Tanzania Good Governance Deteriorate in 2019

Tanzania Governance Ranking 2010-2019

The Mo Ibrahim Foundation has recently released its 2020 Index Report of African Good Governance (IIAG), which provides comparable data on the whole spectrum of African governance in 54 African countries over the ten-year period 2010-2019.

The report is published every two years. In this latest report, Tanzania was given an overall score of 53.0/100 and ranked 19th.

However, in the previous IIAG report of 2018, covering the period 2008-2017, Tanzania was given an overall score of 58.5/100 and ranked 14th.

The African average score worsened too, from 49.9 in 2017 to 48.8 in 2019.

In fact, the Foundation indicates the new data delivers a clear warning: governance progress in Africa has slowed since 2015, and declines for the first time in 2019.

Deterioration in participation, rights, rule of law and security threaten improvements achieved in economic opportunities and human development.

This is particularly concerning with the COVID-19 pandemic set to increase existing challenges and reduce hard-won gains.

According to the United States Agency for International Development (USAID), improving governance in Tanzania is constrained by an increasingly powerful executive branch, closing civic space, violations of human rights,  lack of political competition, a still-emerging civil society, limited government capacity, low public accountability, and barriers to accessing information. Women and youth are particularly disadvantaged in these areas.

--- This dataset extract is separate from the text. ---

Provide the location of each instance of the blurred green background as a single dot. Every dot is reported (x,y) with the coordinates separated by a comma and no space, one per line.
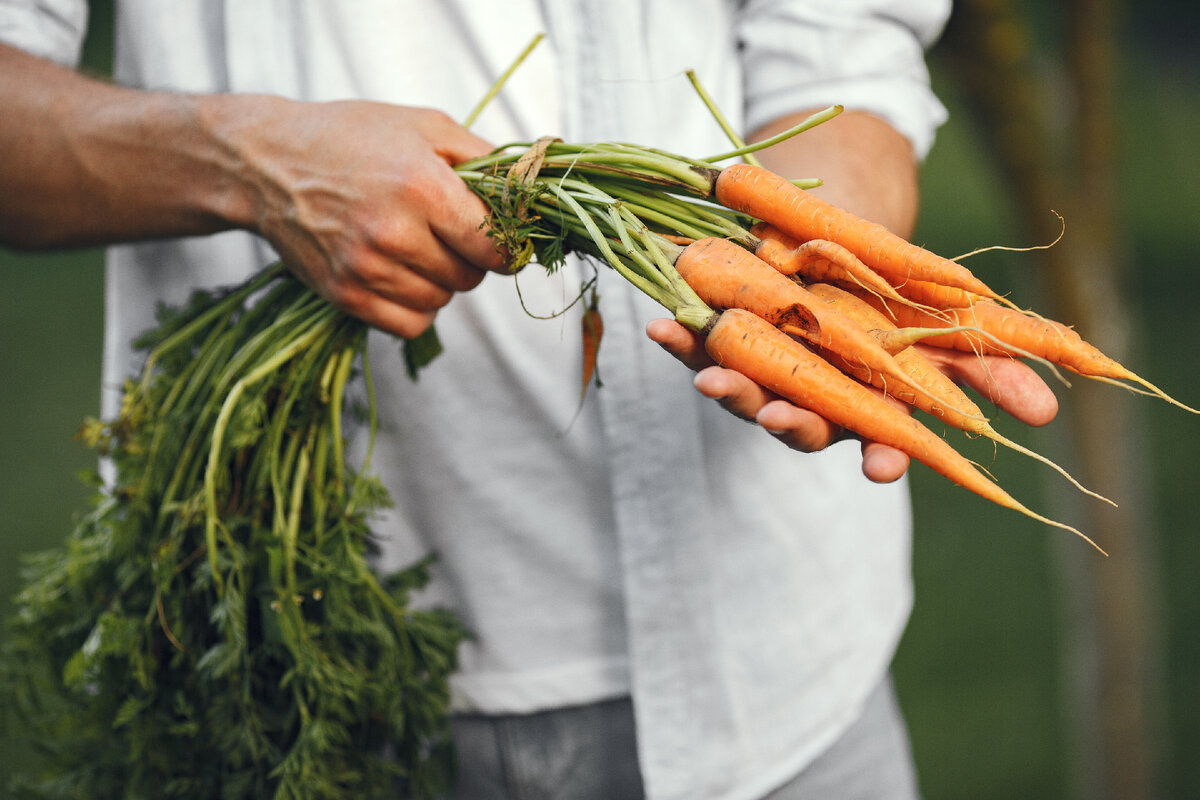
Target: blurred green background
(994,669)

Challenges include low-quality public services, limited government accountability, widespread corruption, public sector inefficiencies, and imbalance of power between branches of government, with civil servants and elected officials tied to central government patronage rather than citizen constituents.

In its speech during the official opening of the 12th Parliament of Tanzania on 13th November 2020, President-elect John Magufuli announced that over the next five years, his govenrment will continue strengthening good governance, especially through discipline in the public service and intensifying the fight against corruption in the public sector.